Cant think you will go far wrong with a Burstner........any of their 
model range, also agree with Frank Sinatra, if it feels wright , go for it!
Good luck
Tinhut


----------



## tramp (May 25, 2005)

hi,
well made van with the excellent renault front,- stay clear of the 3.0ltr they are old nissan stock and very clattery due to being cain driven timming not belt. what is it?

aldi heating brilliant for cold days but does take longer to heat up but uses less gas in the long term.

have you done a search on the burstner german web site , as the yused to list all this models specs.

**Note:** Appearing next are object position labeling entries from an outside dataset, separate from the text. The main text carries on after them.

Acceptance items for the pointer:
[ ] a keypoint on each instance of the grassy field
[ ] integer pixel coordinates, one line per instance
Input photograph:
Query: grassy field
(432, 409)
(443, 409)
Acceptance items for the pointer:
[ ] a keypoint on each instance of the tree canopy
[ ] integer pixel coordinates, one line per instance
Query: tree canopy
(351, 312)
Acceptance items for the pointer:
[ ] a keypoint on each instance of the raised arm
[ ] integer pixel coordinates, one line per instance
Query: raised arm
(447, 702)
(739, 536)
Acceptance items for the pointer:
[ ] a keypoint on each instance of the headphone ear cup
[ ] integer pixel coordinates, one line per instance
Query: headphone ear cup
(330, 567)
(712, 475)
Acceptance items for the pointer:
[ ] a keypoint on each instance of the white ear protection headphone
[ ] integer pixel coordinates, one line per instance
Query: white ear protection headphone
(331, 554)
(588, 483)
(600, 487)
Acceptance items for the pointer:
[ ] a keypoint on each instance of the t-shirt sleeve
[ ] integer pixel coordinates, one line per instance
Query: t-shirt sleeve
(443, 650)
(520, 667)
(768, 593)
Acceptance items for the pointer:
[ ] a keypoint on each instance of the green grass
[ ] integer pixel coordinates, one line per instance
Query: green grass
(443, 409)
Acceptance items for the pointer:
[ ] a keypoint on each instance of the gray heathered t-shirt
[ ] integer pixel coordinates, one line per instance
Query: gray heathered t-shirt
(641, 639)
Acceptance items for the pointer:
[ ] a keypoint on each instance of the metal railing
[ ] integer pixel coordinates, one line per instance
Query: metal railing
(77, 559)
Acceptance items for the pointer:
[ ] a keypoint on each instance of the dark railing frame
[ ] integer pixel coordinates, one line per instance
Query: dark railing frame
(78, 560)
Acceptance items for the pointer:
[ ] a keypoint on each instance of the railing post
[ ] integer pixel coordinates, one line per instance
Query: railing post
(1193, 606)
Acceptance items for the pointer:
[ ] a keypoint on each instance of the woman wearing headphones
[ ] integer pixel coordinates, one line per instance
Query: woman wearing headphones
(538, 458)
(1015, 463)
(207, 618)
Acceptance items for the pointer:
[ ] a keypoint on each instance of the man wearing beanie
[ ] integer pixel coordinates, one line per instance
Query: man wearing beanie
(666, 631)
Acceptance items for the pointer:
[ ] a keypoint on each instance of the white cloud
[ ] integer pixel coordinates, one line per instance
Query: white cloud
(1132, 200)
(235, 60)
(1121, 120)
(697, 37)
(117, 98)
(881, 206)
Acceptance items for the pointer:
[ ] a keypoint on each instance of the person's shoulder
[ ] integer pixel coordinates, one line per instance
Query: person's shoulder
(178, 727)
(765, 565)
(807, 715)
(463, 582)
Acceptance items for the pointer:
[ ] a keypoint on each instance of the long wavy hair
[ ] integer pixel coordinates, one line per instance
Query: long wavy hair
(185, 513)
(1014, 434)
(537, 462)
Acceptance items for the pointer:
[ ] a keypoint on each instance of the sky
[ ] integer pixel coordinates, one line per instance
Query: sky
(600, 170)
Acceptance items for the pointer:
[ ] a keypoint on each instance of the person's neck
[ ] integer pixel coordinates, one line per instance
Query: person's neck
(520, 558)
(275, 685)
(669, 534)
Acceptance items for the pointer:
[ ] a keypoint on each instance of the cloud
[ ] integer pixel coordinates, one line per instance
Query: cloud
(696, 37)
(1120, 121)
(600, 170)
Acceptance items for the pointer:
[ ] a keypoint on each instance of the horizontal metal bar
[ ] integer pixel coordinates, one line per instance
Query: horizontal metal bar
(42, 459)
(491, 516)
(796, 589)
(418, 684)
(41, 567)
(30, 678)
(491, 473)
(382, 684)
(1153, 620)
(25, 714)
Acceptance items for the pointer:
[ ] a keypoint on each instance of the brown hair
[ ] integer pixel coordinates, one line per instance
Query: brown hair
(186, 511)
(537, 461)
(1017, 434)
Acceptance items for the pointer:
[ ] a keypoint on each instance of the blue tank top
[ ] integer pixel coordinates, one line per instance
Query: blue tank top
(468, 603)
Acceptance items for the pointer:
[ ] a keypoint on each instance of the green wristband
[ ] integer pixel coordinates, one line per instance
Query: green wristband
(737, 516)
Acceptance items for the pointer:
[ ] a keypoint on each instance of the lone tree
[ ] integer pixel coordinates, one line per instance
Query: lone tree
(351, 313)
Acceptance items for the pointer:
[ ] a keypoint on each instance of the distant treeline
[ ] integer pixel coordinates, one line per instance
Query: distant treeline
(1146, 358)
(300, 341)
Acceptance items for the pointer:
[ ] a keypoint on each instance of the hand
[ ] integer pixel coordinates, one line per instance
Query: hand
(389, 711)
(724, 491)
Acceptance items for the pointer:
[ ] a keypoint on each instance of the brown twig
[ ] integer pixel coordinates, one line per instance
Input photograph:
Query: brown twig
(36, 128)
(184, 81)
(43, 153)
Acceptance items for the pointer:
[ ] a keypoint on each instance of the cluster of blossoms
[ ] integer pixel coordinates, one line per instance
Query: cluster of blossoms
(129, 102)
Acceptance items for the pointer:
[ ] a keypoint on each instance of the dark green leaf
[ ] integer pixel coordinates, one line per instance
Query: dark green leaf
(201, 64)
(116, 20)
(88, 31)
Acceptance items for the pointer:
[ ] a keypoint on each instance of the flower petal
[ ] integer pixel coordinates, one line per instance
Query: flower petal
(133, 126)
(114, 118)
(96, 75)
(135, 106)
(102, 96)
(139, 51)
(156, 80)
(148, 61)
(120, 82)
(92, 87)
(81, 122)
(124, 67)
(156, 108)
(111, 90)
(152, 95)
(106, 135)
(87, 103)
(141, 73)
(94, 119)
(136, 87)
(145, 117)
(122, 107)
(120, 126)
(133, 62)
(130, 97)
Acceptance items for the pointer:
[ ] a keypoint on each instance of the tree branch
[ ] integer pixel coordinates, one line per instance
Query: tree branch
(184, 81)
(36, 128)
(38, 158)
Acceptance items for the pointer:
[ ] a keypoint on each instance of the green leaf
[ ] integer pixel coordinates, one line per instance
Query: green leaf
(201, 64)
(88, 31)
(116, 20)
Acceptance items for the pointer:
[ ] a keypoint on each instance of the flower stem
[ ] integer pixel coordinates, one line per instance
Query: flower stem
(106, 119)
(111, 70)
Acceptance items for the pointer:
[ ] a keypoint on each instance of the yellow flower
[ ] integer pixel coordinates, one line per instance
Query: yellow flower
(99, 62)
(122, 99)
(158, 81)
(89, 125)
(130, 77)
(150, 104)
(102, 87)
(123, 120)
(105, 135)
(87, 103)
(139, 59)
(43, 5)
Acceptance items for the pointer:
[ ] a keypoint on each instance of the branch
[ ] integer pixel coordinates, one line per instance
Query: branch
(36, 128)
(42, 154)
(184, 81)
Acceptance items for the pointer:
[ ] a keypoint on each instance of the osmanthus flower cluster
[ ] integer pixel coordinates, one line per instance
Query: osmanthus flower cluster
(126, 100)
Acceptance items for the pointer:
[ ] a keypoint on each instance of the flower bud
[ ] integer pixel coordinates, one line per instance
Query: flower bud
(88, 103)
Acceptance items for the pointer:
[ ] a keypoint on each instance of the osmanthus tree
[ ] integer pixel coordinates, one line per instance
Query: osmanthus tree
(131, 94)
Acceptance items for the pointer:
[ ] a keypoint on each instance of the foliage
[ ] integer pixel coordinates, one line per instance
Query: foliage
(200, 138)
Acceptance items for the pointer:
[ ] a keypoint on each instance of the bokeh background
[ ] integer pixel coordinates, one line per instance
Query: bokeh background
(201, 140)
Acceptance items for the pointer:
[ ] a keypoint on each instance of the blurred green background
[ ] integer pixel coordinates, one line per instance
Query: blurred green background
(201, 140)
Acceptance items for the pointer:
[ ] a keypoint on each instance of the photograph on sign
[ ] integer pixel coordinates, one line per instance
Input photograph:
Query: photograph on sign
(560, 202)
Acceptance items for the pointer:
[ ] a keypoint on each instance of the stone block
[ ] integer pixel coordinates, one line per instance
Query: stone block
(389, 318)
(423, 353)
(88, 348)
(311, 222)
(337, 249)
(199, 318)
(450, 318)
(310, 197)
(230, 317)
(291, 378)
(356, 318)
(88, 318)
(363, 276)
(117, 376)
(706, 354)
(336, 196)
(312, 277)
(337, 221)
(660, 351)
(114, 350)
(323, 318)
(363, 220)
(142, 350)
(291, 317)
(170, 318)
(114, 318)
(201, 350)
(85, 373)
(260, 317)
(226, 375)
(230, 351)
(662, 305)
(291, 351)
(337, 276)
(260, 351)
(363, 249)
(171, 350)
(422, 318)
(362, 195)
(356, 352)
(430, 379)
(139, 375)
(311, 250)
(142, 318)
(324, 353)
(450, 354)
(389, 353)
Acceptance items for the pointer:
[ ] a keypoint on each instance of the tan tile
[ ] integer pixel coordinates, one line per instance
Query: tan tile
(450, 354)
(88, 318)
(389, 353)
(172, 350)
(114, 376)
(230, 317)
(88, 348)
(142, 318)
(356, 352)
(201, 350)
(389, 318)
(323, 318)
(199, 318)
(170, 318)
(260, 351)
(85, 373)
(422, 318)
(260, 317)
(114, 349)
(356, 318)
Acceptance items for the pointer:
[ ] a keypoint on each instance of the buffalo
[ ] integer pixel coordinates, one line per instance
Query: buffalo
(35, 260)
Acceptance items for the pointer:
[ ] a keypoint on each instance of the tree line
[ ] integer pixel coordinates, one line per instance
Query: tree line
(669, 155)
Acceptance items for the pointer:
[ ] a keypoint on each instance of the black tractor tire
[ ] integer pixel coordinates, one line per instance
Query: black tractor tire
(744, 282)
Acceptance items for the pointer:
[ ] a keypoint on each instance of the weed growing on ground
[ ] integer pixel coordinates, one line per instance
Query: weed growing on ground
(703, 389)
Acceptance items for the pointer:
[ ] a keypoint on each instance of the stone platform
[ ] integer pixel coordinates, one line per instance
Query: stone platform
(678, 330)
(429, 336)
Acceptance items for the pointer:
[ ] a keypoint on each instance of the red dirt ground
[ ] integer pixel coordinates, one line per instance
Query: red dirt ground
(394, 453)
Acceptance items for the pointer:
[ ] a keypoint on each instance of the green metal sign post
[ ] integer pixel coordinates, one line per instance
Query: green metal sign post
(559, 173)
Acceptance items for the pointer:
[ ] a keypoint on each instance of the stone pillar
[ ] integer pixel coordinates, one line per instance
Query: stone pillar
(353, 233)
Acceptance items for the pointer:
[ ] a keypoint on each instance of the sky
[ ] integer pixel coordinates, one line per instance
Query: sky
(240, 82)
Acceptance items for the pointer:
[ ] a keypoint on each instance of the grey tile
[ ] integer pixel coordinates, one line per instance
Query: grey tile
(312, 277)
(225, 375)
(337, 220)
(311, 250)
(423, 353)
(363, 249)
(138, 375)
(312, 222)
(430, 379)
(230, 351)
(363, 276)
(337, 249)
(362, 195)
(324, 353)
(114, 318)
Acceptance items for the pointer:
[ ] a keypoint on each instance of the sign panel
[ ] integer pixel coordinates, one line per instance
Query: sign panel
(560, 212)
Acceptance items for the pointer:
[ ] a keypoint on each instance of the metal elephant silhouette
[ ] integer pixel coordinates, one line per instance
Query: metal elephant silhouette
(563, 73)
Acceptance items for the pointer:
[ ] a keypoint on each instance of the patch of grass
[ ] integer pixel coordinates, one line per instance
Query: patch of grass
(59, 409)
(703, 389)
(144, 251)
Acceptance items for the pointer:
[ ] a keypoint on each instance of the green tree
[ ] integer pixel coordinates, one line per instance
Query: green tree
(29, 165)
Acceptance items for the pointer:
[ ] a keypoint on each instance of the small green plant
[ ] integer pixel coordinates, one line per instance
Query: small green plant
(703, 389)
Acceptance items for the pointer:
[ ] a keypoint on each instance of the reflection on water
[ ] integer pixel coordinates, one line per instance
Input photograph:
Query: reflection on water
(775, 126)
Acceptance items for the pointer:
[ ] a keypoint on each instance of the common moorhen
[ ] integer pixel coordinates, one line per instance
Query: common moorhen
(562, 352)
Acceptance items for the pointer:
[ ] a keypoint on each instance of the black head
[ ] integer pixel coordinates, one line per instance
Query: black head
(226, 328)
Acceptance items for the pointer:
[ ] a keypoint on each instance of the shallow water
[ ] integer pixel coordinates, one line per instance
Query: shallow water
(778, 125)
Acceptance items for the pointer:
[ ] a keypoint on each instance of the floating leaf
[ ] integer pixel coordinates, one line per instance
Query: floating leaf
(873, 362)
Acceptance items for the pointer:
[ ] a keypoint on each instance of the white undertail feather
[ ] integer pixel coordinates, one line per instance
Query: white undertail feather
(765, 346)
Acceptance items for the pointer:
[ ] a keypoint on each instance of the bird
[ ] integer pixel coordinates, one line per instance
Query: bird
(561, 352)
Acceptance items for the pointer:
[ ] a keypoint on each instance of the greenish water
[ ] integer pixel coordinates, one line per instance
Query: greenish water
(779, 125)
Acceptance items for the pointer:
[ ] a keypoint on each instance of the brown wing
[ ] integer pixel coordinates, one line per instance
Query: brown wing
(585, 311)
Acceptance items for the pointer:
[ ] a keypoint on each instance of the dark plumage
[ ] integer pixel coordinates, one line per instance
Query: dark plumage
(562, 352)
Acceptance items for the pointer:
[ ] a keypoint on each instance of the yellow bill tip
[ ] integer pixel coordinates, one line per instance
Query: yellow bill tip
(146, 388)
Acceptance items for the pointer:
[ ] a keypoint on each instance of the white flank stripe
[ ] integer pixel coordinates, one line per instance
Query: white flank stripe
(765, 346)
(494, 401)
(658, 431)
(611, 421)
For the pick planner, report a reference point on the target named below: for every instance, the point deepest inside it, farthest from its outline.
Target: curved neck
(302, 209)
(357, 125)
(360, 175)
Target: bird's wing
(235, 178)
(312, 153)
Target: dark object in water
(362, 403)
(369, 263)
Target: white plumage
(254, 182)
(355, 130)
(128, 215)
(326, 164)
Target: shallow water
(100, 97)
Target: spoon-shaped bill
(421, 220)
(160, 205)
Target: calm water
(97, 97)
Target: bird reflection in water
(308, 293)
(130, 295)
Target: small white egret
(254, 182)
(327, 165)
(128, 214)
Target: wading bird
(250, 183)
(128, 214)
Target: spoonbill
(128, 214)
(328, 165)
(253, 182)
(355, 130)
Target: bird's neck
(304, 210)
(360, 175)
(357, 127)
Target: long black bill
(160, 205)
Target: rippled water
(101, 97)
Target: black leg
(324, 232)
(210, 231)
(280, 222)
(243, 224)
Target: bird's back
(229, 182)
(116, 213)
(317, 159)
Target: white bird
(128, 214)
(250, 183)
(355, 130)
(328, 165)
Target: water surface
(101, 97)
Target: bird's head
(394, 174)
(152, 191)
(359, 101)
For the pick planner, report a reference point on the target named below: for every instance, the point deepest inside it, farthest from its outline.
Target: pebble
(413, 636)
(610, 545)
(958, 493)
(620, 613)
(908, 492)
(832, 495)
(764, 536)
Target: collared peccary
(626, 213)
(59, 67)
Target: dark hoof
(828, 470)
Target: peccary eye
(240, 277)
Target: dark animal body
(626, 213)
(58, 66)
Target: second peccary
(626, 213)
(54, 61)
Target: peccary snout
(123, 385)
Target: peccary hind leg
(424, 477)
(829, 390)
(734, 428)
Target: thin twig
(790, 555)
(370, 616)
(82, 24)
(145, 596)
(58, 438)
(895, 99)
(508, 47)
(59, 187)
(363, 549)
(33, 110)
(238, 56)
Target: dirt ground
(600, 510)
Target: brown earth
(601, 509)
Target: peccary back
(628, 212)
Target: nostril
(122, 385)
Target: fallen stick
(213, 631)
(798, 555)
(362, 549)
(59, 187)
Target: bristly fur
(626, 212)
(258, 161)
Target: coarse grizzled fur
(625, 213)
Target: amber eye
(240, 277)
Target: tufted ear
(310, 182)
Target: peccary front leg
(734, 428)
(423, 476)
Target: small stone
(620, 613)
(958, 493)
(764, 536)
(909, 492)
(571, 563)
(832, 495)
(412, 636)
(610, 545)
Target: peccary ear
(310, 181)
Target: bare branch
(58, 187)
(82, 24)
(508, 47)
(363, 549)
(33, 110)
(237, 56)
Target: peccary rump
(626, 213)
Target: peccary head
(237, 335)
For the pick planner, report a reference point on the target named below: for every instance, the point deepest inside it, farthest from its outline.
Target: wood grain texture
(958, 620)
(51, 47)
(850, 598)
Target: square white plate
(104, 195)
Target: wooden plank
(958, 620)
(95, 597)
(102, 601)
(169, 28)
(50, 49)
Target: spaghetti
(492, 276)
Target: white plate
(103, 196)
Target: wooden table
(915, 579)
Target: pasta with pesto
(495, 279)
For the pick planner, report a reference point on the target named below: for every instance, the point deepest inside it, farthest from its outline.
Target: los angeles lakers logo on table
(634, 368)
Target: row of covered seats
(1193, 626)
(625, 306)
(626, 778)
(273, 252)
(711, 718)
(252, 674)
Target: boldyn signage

also where is it for sale so we can all see the beauty  

tramp


----------



## firewood (Mar 17, 2009)

hi its a 2008 2.5 dci 150 bhp whith 3500 miles on the clock i dont want to say where it is as yet i have not done a deal as yet 
we are cleaning ours out right now to put it in to the dealer
can anyone tell me how the heating works on the burstner


----------



## firewood (Mar 17, 2009)

does any one on here have a delfin T821


----------



## firewood (Mar 17, 2009)

bump sorry but i need to info before i buy it


----------



## EJB (Aug 25, 2007)

Phone the dealer about the heating  
It's always possible that different systems can be installed in the same type of vehicle!?


----------



## tramp (May 25, 2005)

to find out how the various systems on ANY make of motorhome work from past experience ALWAYs ask them who built and designed it ie :the manufacturers as the dealerd are just middle men after your money  and will say anyhting to get your sale. :evil:

have a look at the alde web site as these wet systems have been around for 15years that I know of and are faultless as long as you check the water regularly like a home closed central heating system basically.

The renault amster is brilliant and in my opinion far better than the new fiat :lol: well spaced gears no judder excellent mpg and good dealer network Abroad and uk- [use renault truk dealers].

Burstner well made in those years unlike new paper ones they had wood for doors not cardboard :roll:

most motorhome are basically a car manufacturers front with a habitation back full of other peoples stuff so collaberation of sorts each blaming the other when it goes wrong, most stuff works for years without fault but can brake at anytime.

I offer my views and info unlike some who just sprout ******

tramp


----------